Yigal - The problem of pseudonymous sources in blogs definitely raises a barrier for those not accustomed to such a thing. How can the reader know the credentials of the writer or trust whether he/she is credibile? Basically, you have to read a number of posts over time to determine the expertise of the author, and many readers don't have the time or inclination. But I think the issue extends to blogs with known authors who have PhDs.

Neuroskeptic - Yes, it's a silly distinction for a completely online publication such as Slate to be considered "legitimate press" while blogs in general are not. I don't know whether all blogs should be considered part of the popular press, however. I'm a scientist, not a journalist, and I typically write for a more specialized audience. Some science blogs are on media networks such as Discover or Wired, and these tend to have a high proportion of science writers, and are aimed at a general audience.
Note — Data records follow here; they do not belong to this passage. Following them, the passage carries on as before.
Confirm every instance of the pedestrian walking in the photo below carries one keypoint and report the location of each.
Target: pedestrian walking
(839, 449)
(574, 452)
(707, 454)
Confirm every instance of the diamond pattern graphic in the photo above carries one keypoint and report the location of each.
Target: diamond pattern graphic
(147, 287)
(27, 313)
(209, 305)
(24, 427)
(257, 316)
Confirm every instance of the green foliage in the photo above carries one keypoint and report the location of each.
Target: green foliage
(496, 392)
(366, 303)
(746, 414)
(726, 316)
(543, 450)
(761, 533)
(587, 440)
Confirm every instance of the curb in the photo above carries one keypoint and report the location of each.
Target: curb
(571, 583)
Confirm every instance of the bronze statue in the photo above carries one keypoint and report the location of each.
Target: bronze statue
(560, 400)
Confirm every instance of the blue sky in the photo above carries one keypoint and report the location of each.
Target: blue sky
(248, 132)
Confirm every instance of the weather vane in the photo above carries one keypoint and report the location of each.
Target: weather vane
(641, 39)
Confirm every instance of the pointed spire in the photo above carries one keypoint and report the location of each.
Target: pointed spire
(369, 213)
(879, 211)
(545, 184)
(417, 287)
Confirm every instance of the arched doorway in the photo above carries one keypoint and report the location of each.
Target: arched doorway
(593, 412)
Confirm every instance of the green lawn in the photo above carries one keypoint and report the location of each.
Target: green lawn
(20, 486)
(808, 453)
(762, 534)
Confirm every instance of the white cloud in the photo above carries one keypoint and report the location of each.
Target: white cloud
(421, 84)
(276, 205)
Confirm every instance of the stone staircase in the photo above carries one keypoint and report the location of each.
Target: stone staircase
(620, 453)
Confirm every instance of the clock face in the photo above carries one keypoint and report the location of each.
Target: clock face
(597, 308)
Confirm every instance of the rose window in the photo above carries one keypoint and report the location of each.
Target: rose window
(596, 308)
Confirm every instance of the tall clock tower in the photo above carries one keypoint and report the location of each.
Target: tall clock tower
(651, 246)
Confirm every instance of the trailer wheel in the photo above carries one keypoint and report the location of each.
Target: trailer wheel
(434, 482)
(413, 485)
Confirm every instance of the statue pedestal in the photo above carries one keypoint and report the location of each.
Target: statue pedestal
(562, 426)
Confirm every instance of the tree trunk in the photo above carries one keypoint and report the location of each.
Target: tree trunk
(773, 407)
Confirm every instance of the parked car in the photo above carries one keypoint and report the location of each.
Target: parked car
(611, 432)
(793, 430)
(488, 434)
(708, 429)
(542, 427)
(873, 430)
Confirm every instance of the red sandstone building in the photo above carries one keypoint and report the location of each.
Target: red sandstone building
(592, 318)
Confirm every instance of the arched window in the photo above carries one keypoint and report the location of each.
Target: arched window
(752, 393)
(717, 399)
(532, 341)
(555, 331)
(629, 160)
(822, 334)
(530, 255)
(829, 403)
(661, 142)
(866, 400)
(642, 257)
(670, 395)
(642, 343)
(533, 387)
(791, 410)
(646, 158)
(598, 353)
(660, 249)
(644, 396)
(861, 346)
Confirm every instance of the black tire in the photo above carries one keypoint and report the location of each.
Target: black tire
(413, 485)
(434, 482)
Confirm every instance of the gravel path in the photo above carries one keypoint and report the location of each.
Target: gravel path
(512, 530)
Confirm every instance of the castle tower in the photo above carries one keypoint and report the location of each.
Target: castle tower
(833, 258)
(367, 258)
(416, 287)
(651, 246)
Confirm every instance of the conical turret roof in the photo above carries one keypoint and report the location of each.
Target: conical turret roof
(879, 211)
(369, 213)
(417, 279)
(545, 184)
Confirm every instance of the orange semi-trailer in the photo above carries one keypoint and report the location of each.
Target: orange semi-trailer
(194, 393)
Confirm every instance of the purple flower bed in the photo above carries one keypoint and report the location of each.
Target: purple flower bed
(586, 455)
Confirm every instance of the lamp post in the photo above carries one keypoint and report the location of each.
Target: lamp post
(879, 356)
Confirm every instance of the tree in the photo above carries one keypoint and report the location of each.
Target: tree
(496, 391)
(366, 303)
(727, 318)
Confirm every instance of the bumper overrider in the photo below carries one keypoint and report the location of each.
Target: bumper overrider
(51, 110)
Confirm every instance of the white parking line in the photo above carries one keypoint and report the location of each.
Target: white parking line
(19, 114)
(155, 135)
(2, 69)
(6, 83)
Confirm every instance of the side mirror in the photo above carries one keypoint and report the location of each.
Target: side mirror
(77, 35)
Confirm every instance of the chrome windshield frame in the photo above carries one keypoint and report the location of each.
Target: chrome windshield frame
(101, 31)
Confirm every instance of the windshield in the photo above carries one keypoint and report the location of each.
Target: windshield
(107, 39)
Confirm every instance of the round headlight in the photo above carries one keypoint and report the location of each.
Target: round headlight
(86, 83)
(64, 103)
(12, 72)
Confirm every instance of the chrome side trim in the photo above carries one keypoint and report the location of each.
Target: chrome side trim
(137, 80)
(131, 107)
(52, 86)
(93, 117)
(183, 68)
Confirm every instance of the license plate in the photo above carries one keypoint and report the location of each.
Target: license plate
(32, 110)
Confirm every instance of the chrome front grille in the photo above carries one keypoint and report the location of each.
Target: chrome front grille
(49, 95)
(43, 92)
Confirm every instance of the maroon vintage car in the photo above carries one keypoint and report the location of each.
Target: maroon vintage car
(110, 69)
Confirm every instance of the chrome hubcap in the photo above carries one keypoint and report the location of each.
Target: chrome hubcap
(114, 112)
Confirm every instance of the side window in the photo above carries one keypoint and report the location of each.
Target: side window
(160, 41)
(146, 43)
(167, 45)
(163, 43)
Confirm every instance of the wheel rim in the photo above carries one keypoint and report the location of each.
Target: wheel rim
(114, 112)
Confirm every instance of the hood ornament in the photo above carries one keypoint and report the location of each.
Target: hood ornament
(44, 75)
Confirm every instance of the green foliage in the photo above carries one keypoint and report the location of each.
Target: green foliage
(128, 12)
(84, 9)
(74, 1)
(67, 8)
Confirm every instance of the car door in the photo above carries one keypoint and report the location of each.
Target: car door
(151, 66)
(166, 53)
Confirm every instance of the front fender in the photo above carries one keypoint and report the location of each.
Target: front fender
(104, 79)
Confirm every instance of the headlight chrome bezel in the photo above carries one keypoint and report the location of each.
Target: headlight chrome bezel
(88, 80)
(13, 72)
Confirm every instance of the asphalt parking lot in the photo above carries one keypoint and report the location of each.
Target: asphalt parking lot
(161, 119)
Anonymous - I have to confess that one of the reasons I started blogging was aggravation with anonymous peer review. So why shouldn't I be able to anonymously review other's work (in a format that happens to be online)? When I started, I didn't expect people to read it...

Tal - Thanks for putting things in a more positive perspective... Good luck with the job search, your accomplishments should (hopefully) land you a good one.